The seed of this was always teased at in Life Is But A Dream when she highlighted the fundamental dilemma of her career: “How do I stay current, and how do I stay soulful?” I’d say she’s figured it out, no? You said that you don't identity as a Beyoncé fan, so let’s pause: does anything in LEMONADE ring hollow to you? Where does your skepticism, or your academic critique come in?
Naila: The histrionics worry me a bit. I was uncomfortable in the scenes where the mothers of Michael Brown, Trayvon Martin, and Eric Garner are seated before Beyoncé as she sings on stage and in the scenes where she’s seated up in tree as the mothers stand on the ground before her. Granted, most longer artistic pieces—be they plays or films—have a climax, but these mothers are not random characters derived from someone’s imagination. For those of us who have paid even cursory attention to the stories of police action that has resulted in black death in the U.S. over the past few years, we have seen these mothers grieve publicly as they advocate for justice for their children. Beyoncé taking center stage or perching atop of them in those moments feels tone-deaf to me. That said, she attempted to navigate a complex space by even including the mothers in LEMONADE—and some may read their inclusion as an opportunistic move by Beyoncé; one that co-opts the #BlackLivesMatter movement.

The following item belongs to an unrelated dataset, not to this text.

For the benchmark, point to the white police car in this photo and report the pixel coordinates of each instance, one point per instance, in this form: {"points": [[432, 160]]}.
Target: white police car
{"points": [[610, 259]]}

It will also be important for some time to pass between LEMONADE’s release and substantive analysis of it. Beyoncé continues to experiment with how she uses surprise to generate interest in her work and it can be difficult, in the midst of all of that manufactured marketing frenzy, to contemplate LEMONADE as a stand alone artistic product. Immediate responses to LEMONADE are also impacted by the cultural void left by Prince’s very recent death. In the past few days there has been an upsurge of personal and public reflections on the role of artists in society and the profound cultural impact that an artist can have. Reactions to LEMONADE, mine included, are taking place within that larger cultural context of mourning and reflection. All of that, combined with the surprise factor of its release, can lead to grandiose statements about LEMONADE. It will be interesting to think about this visual album in the days, months and years to come.